As a business owner, I strive to do what I can to lift up the community I serve in the Central neighborhood of Minneapolis. It's the whole reason I do what I do. When my customers don't have enough in their pockets to pay for a meal, I often cover them until Friday comes and they get paid.
So when I heard about the Working Families Agenda, and the opportunity to create a better quality of life for working people across the city, I was interested in being a part of the process to create a new standard, which in turn would actually help my bottom line.
City Council members and the mayor have now shifted the focus of this ordinance to giving workers access to paid sick days, and I am on board — for my employees and my customers. Yet I know from experience what it's like not to have sick days. Lack of sick days is actually the reason I opened my own business.
Before I opened the Smoke Pit, I worked several jobs around the city. In several of them, I didn't have access to paid sick days. In fact, there was a point system in place to penalize employees for being sick and taking time to get better. I have a chronic illness and needed to take some days off here and there to heal. When I did that, for every day I stayed home sick, I got points. I would rack them up, and get fired. At each new job — from working at a bakery to a factory to construction — this happened over and over.
Until you experience it, you don't really know what that injustice feels like.

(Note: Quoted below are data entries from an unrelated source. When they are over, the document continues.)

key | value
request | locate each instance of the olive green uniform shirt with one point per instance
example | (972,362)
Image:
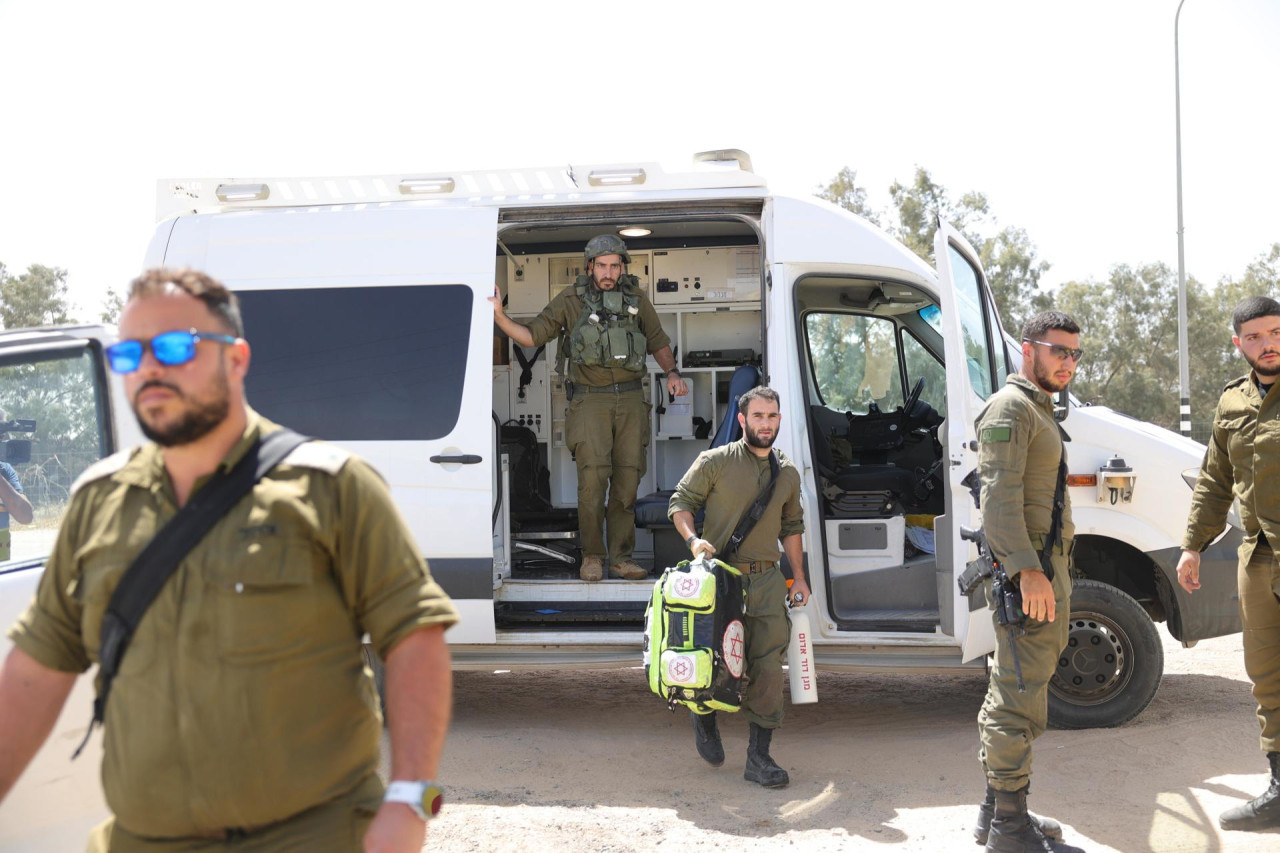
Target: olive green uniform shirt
(1019,450)
(726,480)
(563,311)
(242,698)
(1242,463)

The final straw was a workplace injury that led to my being labeled a "high-risk liability." I was fed up; enough was enough. So I decided to open the Smoke Pit and create my own employee culture, where things would be different.
I never want my employees to have to go through what I did. When I have people who are sick — even if they aren't used to it — they are sent home and still get paid, so they don't have to worry.
I believe that an investment in my employees is a great investment in my business. By providing the opportunity for my employees to earn paid sick days, similar to how they earn a wage, I know that I'm helping to keep my staff happy and healthy. A happy and healthy workforce is critical to all business success — regardless of size.